Notice of Pre-AIA  or AIA  Status
The present application, filed on or after March 16, 2013, is being examined under the first inventor to file provisions of the AIA .

Claim Rejections - 35 USC § 112
The following is a quotation of 35 U.S.C. 112(b):
(b)  CONCLUSION.—The specification shall conclude with one or more claims particularly pointing out and distinctly claiming the subject matter which the inventor or a joint inventor regards as the invention.


The following is a quotation of 35 U.S.C. 112 (pre-AIA ), second paragraph:
The specification shall conclude with one or more claims particularly pointing out and distinctly claiming the subject matter which the applicant regards as his invention.


Claim 30 recites the limitation "the computing system of claim 7" in lines.  There is insufficient antecedent basis for this limitation in the claim.

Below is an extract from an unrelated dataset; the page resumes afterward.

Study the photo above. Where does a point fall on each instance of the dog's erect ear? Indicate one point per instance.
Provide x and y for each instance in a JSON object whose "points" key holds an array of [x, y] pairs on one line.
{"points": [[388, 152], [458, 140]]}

In the interest of compact prosecution the examiner will rejection claim 30 as if it is dependent on claim 27. 

Double Patenting
The nonstatutory double patenting rejection is based on a judicially created doctrine grounded in public policy (a policy reflected in the statute) so as to prevent the unjustified or improper timewise extension of the “right to exclude” granted by a patent and to prevent possible harassment by multiple assignees. A nonstatutory double patenting rejection is appropriate where the conflicting claims are not identical, but at least one examined application claim is not patentably distinct from the reference claim(s) because the examined application claim is either anticipated by, or would have been obvious over, the reference claim(s). See, e.g., In re Berg, 140 F.3d 1428, 46 USPQ2d 1226 (Fed. Cir. 1998); In re Goodman, 11 F.3d 1046, 29 USPQ2d 2010 (Fed. Cir. 1993); In re Longi, 759 F.2d 887, 225 USPQ 645 (Fed. Cir. 1985); In re Van Ornum, 686 F.2d 937, 214 USPQ 761 (CCPA 1982); In re Vogel, 422 F.2d 438, 164 USPQ 619 (CCPA 1970); In re Thorington, 418 F.2d 528, 163 USPQ 644 (CCPA 1969).
A timely filed terminal disclaimer in compliance with 37 CFR 1.321(c) or 1.321(d) may be used to overcome an actual or provisional rejection based on nonstatutory double patenting provided the reference application or patent either is shown to be commonly owned with the examined application, or claims an invention made as a result of activities undertaken within the scope of a joint research agreement. See MPEP § 717.02 for applications subject to examination under the first inventor to file provisions of the AIA  as explained in MPEP § 2159. See MPEP § 2146 et seq. for applications not subject to examination under the first inventor to file provisions of the AIA . A terminal disclaimer must be signed in compliance with 37 CFR 1.321(b). 
The USPTO Internet website contains terminal disclaimer forms which may be used. Please visit www.uspto.gov/patent/patents-forms. The filing date of the application in which the form is filed determines what form (e.g., PTO/SB/25, PTO/SB/26, PTO/AIA /25, or PTO/AIA /26) should be used. A web-based eTerminal Disclaimer may be filled out completely online using web-screens. An eTerminal Disclaimer that meets all requirements is auto-processed and approved immediately upon submission. For more information about eTerminal Disclaimers, refer to www.uspto.gov/patents/process/file/efs/guidance/eTD-info-I.jsp.
Claims 21, 31 and 35 are rejected on the ground of nonstatutory double patenting as being unpatentable over claims 1-2 and 8 of U.S. Patent No. 10,769,592. Although the claims at issue are not identical, they are not patentably distinct from each other because the US Patent 10,769,592 discloses all the limitations the instant application with the exception that the instant application has the claim limitations of: obtaining input data for a task that the machine learning is optimized to perform, and processing that data to get output data. This would be obvious have been obvious to one ordinary skill in the art before the effective filing date of the instant application as the purpose of the US 10,769,529B2 was the create the optimized machine learning, thus saving and it and using it  to perform a task by using input data and getting output data with obvious would have been obvious because that is exactly what the machine learning was created for.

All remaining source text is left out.